No percurso expositivo encontramos uma panóplia de vertentes interligadas que, no fundo, são reflexo da vivência e da evolução pessoal do senhor, do contacto com os seus pares, das suas viagens, dos seus afectos, do simbologismo dos locais por onde passou: desde projectos construídos a outros que não saíram do papel, em todos eles a legendagem é feita em discurso directo: é o arquitecto quem nos fala daquilo que vemos e vai contando as peripécias de cada peça, cada casa, cada cemitério, cada escola, cada prédio, cada rua, cada jardim,...
Para quem aprecia os sentidos humanos da arquitectura, a exposição de Pancho Guedes dá a conhecer (talvez até demasiado exaustivamente) aquilo que de mais fascinante eu encontro na arquitectura: a sobreposição da coerência da coisa feita e o reconhecimento da visão sociológica do mundo de quem projecta à megalomania da ideia artificial de criar o espaço que parece, cada vez mais, ganhar terreno.
Sábado, 6 de Junho de 2009
Se ofuscar digam qualquer coisinha.
Voltei do meu período de hibernação.
A minha hibernação é só cibernauta; para tudo o resto é muito laborosa.
Tenho estado muito ocupada a descansar quando não trabalho. E no convívio after hours. Foi da Primavera. Hoje como choveu...
Tenho andado também muito pensativa. Afinal as eleições ocupam-me muito tempo de meditação. Deve ser porque eu levo muito a sério o meu voto e demoro-me a pensar nisso. Assim, os tempos os tempos de antena têm ocupado muito do meu tempo. A seguir aos Contemporâneos é o meu programa televisivo de eleição: tem um candidato que fala como quem dança lambada, uma senhora que faz a campanha sozinha, uma série de alienados antagonistas da UE, outros que distribuem florinhas e são tão fervorosos adeptos das teorias do Proudhom que me fazem rir (com respeito democrático) e ainda disponibilizam, todos eles, périplos etnográficos pelo país pouco profundo deveras interessantes.

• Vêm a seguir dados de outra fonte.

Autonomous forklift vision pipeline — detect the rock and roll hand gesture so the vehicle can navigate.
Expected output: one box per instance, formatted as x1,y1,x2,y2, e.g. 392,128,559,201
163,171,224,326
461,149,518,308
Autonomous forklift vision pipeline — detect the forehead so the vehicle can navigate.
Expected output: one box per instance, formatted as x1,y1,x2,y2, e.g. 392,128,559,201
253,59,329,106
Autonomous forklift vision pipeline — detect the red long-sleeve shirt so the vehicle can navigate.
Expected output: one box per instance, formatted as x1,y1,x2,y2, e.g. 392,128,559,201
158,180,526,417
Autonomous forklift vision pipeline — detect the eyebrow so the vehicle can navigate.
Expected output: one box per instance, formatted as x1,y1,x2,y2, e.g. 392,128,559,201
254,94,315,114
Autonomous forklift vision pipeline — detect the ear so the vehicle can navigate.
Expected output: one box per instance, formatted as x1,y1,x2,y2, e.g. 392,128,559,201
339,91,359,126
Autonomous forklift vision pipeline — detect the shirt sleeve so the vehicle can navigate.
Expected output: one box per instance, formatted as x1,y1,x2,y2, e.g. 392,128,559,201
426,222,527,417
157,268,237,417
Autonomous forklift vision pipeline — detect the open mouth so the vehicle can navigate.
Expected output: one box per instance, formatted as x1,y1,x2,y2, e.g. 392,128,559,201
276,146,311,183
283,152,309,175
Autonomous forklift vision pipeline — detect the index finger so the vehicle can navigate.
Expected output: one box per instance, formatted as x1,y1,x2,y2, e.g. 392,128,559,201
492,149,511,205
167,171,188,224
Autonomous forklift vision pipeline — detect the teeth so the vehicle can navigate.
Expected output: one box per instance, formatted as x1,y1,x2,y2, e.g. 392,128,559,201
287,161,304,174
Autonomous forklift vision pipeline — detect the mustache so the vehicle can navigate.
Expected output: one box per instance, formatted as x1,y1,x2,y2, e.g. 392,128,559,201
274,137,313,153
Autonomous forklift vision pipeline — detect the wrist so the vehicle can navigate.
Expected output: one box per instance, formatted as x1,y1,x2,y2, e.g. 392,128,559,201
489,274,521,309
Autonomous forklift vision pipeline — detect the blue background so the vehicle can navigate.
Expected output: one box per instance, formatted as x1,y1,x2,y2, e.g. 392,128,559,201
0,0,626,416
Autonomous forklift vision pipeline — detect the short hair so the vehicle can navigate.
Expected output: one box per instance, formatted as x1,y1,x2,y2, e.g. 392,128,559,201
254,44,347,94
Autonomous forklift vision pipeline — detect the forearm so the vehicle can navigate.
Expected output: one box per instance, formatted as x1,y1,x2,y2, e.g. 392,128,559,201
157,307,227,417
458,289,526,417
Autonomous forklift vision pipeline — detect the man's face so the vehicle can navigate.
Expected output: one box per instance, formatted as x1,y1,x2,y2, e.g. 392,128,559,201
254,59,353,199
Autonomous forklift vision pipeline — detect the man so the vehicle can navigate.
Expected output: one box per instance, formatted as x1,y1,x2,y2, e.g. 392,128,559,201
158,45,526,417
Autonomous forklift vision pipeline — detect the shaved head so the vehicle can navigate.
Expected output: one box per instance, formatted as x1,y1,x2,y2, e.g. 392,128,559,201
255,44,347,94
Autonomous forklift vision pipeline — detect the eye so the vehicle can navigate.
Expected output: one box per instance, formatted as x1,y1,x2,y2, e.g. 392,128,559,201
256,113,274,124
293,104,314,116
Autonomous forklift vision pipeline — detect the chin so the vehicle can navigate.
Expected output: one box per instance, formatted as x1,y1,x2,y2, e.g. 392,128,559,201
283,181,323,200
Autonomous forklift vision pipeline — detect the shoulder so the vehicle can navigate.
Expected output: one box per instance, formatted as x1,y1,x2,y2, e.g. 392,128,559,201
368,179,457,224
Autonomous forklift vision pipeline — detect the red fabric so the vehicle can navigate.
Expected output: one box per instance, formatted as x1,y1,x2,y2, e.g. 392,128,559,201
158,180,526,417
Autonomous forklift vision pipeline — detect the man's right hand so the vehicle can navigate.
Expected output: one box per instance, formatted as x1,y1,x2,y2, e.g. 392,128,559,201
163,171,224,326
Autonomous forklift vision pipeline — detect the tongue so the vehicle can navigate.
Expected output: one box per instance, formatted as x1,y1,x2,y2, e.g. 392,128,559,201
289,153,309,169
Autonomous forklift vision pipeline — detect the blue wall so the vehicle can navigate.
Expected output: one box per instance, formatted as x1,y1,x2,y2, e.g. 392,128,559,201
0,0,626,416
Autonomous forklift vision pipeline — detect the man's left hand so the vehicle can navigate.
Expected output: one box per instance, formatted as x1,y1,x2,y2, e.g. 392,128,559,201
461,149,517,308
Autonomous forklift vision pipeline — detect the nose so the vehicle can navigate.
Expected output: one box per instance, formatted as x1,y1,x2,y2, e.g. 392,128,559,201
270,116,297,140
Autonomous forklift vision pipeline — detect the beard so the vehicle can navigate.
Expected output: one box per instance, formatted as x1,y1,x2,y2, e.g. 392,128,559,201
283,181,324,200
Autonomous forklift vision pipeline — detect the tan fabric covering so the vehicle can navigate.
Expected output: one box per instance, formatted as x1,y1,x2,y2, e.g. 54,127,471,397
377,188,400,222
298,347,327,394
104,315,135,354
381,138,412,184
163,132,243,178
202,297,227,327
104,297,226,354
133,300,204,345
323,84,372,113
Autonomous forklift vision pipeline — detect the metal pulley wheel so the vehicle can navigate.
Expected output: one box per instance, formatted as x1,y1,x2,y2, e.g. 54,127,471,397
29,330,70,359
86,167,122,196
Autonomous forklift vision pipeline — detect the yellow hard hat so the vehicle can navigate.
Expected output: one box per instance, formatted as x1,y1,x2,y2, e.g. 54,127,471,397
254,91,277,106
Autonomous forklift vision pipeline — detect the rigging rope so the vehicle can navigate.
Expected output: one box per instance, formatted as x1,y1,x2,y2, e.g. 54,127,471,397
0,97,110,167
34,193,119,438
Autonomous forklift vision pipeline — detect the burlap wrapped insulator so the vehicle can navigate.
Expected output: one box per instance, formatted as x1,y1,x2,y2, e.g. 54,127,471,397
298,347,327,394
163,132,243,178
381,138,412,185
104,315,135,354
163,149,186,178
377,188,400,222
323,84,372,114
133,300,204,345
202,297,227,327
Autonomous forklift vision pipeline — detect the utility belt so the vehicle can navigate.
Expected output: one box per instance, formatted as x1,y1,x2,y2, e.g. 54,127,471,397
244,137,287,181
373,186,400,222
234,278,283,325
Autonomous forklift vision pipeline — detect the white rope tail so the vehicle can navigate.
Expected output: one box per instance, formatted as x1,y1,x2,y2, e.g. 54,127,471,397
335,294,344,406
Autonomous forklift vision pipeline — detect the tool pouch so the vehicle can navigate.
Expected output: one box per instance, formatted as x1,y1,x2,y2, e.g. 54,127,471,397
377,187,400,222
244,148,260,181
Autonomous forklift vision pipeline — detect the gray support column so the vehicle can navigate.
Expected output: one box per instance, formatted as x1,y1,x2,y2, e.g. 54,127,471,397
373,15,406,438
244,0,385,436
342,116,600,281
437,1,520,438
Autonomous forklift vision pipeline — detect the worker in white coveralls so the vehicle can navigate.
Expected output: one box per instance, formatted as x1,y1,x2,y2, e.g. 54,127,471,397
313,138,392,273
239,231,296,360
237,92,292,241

Também ganhei uma série de coisas à borla (?). Estranho, eu sei. Bastava-me pôr um pé na rua e caía-me em cima uma coisa gratuita. De modo que andei muito atarefada.
Como já estava a ficar farta de tanto vermelho mudei o template deste sítio e atirei para aqui a senhora com vestido verde da Lempicka. Não prima pela originalidade, mas como eu não sou apetrechada com dotes pictóricos...
Voltarei em breve. Agora vou descansar que isto de andar a tentar acertar com os itens todos da configuração cansa muito.